The night of the Taste of Grandville came so quickly, and I had practiced really hard on my solo every night up until then. When the time came to go out onto the makeshift stage in the cafeteria in the high school, I got especially nervous. And when I get especially nervous, I start creating scenarios in my head that will probably never happen to anyone in the history of eternity.

I thought to myself, “Ah! Look at all of those people in the audience! What if I accidentally blat a note and sound like an elephant?”, and, “What if I fart louder than my trombone?”, and, “What if I play during somebody else's solo?”, and my personal favorite impossible scenario, “What if my pants fall down?”

After my brain stopped coming up with a sundry of stupid silly scenarios, I finally snapped back into reality:

“Shut up Ava! None of those things are going to happen! Your solo is for 2 minutes, maybe not even, you won’t mess up that badly, and even if you do, it’s just a solo!”
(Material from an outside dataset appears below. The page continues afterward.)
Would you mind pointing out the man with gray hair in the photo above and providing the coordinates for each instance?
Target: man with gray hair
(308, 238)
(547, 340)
Mrs. Werling raised both hands in the air, and when everyone quieted down, she introduced us to the room:

“This is Grandville Middle School’s 7th grade jazz band, and they’ve been working extremely hard at their music. Our first song is going to be Satin Doll. I hope you enjoy!”

Everyone in the audience clapped, and when their clapping quieted, Mrs. Werling counted us off, and we played. 

The unforgettable piano intro was good, then the saxophones’ lick was perfect, and as brass hopped in around measure 12 everything was going according to plan. When we got to the solo section, Jordan’s solo sounded great. Sweetly melodic, just like she had played in class countless times before. 

I thought, “Oh that was really good, how can I beat that?”

Then another part of me went, “Oh shut up Ava, you’ll do fine! Now go up there before it’s too late!!”

I walked up to the microphone,  and my legs were shaky and my hands were sweaty, but I didn’t let that stop me. I tooked a large breath, let it out, stood up tall, and played my heart out. All I thought about was how I wanted to play it. I ignored the dynamics and just played it how I felt like playing it. I plowed through the rests, crushed the rhythm, and aced the eigth notes. And as the song finished after my solo, I was amazed at how I played the solo with zero error. Once I realized that all I had to do was let my worries go, everything came together just fine.

As soon as we were finished with our performance, I walked off the stage with my trombone in hand and a grin on my face. I looked over to my right and saw Jordan smiling hugging her mom, with her saxophone cradled in her arm. Her mom was smiling back, even bigger than Jordan. I grinned even wider too, seeing how happy she was seeing how welll her daughter performed. 

This reminded me that I had a mom in the audience too, and when I looked to my left she was right there. She smiled at me with her big, beautiful toothy grin, and wrapped me in a warm embrace, and said in my ear,

“Great job honey! Your solo sounded amazing, and I couldn’t be more proud of you!”

I laughed and replied back:

“I couldn’t be more proud of me too.”

The author's comments:

This is about my first jazz solo. I hope you enjoy!